A visibly frustrated Carroll made it clear during his press conference that the team is willing to consider many changes – including personnel – though he didn’t specify what those changes would be.

“We’ll take a look at everything,” Carroll said. “We’ll look at everything. We’ve just got to get better, and we’ll utilize all the ways we can go about that.”

That might include starting recent trade acquisition Sidney Jones at cornerback, something Carroll said he nearly considered doing Sunday.

But it’s unclear whether bigger changes are in store, and that’s in part because of another constant: the Seahawks, with very few exceptions, have always been a playoff team. This is a club that has posted a winning record in each of Russell Wilson’s first nine seasons, and double-digit wins in all but one of those seasons. While we’re on the theme of déjà vu, the Seahawks have been in a similar spot before. In 2018, they started the season 1-2 after back-to-back losses to Denver and Chicago. That team finished 10-6 and qualified for the postseason as a wild card before losing to the Dallas Cowboys.

It’s why Carroll’s postgame message to the team makes sense. Seattle’s head coach reportedly encouraged the team to “stay together” following these back-to-back upsets.

“It’s a long season,” Carroll told reporters. “We don’t know how the stories are going to be written right now. You guys will go off and try to figure it out, but you don’t know. We don’t know what’s going to happen. You don’t know what’s going to happen with other teams and all of that. And we have to just keep staying together and stay connected and keep giving ourselves the opportunity to have a great season, and the only way to do that is to hang. Here we go, we’re on the road again next week. We’ve got to get through this start and get rolling.”

And he’s right. No one knows what’s in store for the rest of the NFL this year. If you want to look back at past trends, you could look at the improvements for Seattle’s defense in the second half of last season and assume that Carlos Dunlap and Jamal Adams can provide a similar boost for the pass rush again this year. You could look back to that 2018 season and remember how Seattle won six of its last seven to lift itself out of a losing record.
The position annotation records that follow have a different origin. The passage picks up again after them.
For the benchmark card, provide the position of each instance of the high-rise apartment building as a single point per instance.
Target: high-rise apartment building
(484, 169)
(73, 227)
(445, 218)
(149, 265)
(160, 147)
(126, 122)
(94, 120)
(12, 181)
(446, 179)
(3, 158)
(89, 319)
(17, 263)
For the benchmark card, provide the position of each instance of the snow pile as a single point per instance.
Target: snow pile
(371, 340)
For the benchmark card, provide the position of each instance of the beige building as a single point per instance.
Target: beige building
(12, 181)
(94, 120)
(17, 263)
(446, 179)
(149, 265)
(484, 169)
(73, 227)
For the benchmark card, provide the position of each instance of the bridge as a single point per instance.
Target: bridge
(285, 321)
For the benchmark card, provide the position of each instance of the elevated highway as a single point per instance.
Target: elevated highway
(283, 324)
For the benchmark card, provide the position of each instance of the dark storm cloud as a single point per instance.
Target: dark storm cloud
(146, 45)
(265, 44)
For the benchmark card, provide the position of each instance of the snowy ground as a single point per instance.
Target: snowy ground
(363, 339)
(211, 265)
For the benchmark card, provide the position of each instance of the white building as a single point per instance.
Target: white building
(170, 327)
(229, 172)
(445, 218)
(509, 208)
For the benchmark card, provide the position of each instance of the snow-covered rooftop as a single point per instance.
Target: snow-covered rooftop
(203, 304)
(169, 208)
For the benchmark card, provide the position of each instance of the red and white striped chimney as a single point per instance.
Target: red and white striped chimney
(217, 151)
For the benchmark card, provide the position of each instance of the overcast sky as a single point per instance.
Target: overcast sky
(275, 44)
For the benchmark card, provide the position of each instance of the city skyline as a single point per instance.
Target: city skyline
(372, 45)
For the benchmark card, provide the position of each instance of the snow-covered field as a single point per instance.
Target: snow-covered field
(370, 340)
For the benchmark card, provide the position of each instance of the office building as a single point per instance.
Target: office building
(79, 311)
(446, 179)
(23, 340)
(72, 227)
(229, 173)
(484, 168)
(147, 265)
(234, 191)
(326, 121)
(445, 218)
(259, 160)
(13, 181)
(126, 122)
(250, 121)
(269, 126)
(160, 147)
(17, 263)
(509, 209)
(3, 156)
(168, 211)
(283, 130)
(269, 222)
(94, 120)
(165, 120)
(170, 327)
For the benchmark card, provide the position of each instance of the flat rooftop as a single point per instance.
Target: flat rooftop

But the reality is that there’s just as much an impetus for Seattle to improve as there is plain hope that they do so. The last struggling defense to make it to a Super Bowl belonged to the 2018 Kansas City Chiefs, a group that allowed over 400 yards per game and a 42% third down conversion rate from opposing offenses, and they needed their offense to put up a league-leading 34 points per game and 45% third down conversion rate to provide a margin for error (that point total remains the highest mark over the last several seasons). Seattle’s offense is nowhere near that right now.

Another reality? The rest of the NFC West is quickly pulling ahead. The Arizona Cardinals (seventh on third downs and second in points per game) and Los Angeles Rams (eighth on third down and fifth in points per game) both improved to 3-0 over the weekend. The Seahawks will be looking to make up ground with a gauntlet ahead of them. In order, they’ll face the San Francisco 49ers next Sunday, the Rams four days later in a Thursday night game, the Steelers on the road, and then the Saints.

Perhaps everything falls into place for Seattle this year regardless of its slow start, just as it always has. But this year’s team isn’t putting up the same numbers of those past squads, and if the Seahawks want to repeat their trend of success, they might need to buck another trend of standing pat.